The unique challenges of autonomous freeway driving
Driving on freeways is technically nothing new for Waymo. In fact, it’s been doing so since its earliest days, back when it was known as the Google self-driving car project.
“When we started back in 2009, our very first autonomous test miles were on freeways,” Dmitri Dolgov, Waymo’s co-CEO, said in the briefing, noting it was the easiest way to get started at the time. “Freeway driving is one of those things that’s very easy to learn, but very hard to master when we’re talking about full autonomy, without a human driver as a backup and at scale. So it took time to do it properly with a strong focus on system safety and reliability.”
An autonomous vehicle navigating such massive roadways might be unsettling to some passengers — and drivers — but Waymo says there’s a key advantage to its self-driving tech.
“The Waymo Driver does not get tired, does not lose focus and does not make emotional decisions behind the wheel,” said Jacopo Sannazzaro, group product manager at Waymo.
That doesn’t mean there weren’t challenges to getting the tech ready for bigger roads.
“On freeways, critical events happen less often, and that means that there are fewer opportunities to expose our system to real scenarios,” said Pierre Kreitmann, a Waymo principal software engineer. So the company used a combination of closed-course driving and simulation testing to stage everything from merging onto a freeway to more drastic events like another car flipping over, and then ran those scenarios over and over again. That way, it could train the system to react to anything it might encounter in high-speed situations that it may not see on slower roads.
Waymo freeway rides are available 24/7. But there may be instances such as heavy rain in which Waymo opts to take surface streets instead of the freeway. The vehicles will only drive up to the posted speed limit, the company says — perhaps one factor that sets these autonomous rides apart from many human-driven vehicles.
Waymo’s expanded service area in the San Francisco Bay Area now covers more than 260 square miles.
Additional expansions in the Bay Area
Along with adding freeway rides, Waymo is also expanding its availability in the San Francisco Bay Area.
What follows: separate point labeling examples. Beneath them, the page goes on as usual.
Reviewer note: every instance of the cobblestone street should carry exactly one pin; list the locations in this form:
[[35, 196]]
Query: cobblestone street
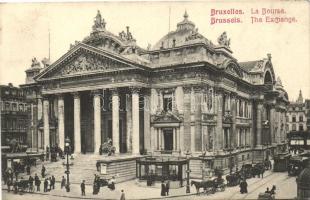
[[286, 189]]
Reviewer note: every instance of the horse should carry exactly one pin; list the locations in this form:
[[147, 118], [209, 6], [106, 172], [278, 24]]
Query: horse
[[233, 179], [204, 184], [258, 170]]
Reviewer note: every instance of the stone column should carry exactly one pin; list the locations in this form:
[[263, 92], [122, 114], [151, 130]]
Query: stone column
[[198, 132], [135, 121], [147, 122], [219, 125], [187, 118], [174, 139], [259, 123], [46, 123], [40, 109], [61, 121], [115, 119], [77, 123], [273, 116], [181, 136], [129, 123], [97, 121], [233, 114]]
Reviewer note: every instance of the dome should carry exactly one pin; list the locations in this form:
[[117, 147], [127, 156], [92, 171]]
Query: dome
[[185, 33]]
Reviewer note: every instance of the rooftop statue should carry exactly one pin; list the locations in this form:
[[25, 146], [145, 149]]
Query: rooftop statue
[[125, 36], [223, 40], [99, 23], [35, 62]]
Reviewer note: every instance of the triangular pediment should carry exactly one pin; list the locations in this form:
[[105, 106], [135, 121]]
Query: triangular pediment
[[166, 117], [85, 60]]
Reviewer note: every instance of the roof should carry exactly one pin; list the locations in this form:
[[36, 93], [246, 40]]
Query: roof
[[185, 33]]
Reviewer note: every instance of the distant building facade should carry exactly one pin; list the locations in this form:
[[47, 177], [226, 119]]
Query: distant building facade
[[184, 95], [297, 114], [15, 115]]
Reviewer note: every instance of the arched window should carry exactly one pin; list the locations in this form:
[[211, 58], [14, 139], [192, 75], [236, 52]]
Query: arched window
[[267, 78]]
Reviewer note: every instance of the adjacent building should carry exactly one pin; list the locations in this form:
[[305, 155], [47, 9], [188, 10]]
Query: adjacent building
[[184, 95], [15, 115], [297, 114]]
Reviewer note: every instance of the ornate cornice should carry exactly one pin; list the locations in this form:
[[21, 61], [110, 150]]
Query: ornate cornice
[[135, 90]]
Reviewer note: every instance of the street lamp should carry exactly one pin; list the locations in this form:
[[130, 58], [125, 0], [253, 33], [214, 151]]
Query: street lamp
[[188, 189], [67, 151]]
The company’s service area now stretches across more than 260 square miles in the region and includes San Jose Mineta International Airport.
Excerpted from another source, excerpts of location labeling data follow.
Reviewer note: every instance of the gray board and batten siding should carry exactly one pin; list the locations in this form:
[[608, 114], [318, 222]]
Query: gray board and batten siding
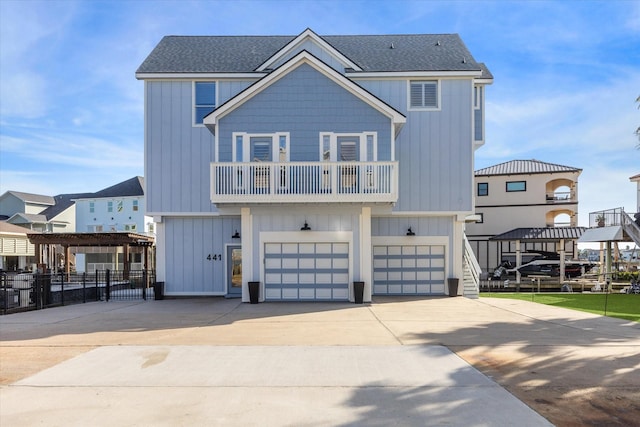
[[435, 158], [304, 103], [198, 254]]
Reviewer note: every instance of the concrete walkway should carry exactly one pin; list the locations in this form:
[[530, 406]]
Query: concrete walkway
[[220, 362]]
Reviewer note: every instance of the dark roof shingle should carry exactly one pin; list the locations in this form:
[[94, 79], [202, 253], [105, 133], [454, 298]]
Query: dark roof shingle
[[524, 167]]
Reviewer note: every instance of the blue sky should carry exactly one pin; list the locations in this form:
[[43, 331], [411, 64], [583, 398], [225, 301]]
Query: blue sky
[[566, 76]]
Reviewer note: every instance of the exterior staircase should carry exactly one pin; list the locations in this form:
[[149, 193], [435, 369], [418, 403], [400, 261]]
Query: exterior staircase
[[630, 227], [471, 272]]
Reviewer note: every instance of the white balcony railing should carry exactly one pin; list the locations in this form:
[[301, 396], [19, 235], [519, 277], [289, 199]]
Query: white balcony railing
[[300, 182]]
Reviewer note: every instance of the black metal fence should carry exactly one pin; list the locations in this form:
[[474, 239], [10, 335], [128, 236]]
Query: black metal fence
[[34, 291]]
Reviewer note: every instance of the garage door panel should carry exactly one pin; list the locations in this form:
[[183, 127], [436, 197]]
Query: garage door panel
[[408, 270]]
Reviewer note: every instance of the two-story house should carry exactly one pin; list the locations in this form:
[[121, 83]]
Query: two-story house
[[523, 206], [308, 162]]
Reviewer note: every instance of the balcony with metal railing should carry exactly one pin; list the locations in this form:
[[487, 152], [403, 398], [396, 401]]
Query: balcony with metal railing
[[304, 182], [560, 197]]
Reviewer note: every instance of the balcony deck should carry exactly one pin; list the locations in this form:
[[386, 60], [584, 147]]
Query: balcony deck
[[304, 182]]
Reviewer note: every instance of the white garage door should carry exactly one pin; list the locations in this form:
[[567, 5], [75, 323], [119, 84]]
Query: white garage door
[[306, 271], [408, 270]]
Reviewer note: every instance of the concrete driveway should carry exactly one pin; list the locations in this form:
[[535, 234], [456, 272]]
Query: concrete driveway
[[397, 361]]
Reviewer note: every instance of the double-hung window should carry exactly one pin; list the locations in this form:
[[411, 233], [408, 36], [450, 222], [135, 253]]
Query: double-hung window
[[424, 95], [261, 148], [204, 100], [513, 186], [483, 189]]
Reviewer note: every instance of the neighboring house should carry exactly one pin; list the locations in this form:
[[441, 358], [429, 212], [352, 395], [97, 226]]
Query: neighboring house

Riders can access 24/7 curbside pickup and drop-off at SJC, at Terminals A and B. Similar to traditional ridesharing, there’s a service fee for rides to and from the airport.
This is the second international airport at which Waymo operates, following Phoenix Sky Harbor International Airport. In September, Waymo also received a pilot permit to begin commercial operations at San Francisco International Airport. That rollout will include three phases, starting with an onboard safety driver, followed by tests without a human driver with Waymo and airport employees, and then, finally, commercial operations.
“We are actively coordinating with the SFO airport officials to start scaling operations in phases over there,” said Pablo Abad, group product manager at Waymo.
With Waymo’s freeway and service area expansion, more roads continue to open up for the robotaxi service. But it’s increasingly sharing those roads with other self-driving companies including Nuro and Amazon-owned Zoox, which launched public rides in Las Vegas in September. It’s only a matter of time before autonomous vehicle competitors expand to more cities and roads, too — though given how long it took Waymo, it’s likely the others won’t be hitting freeways just yet.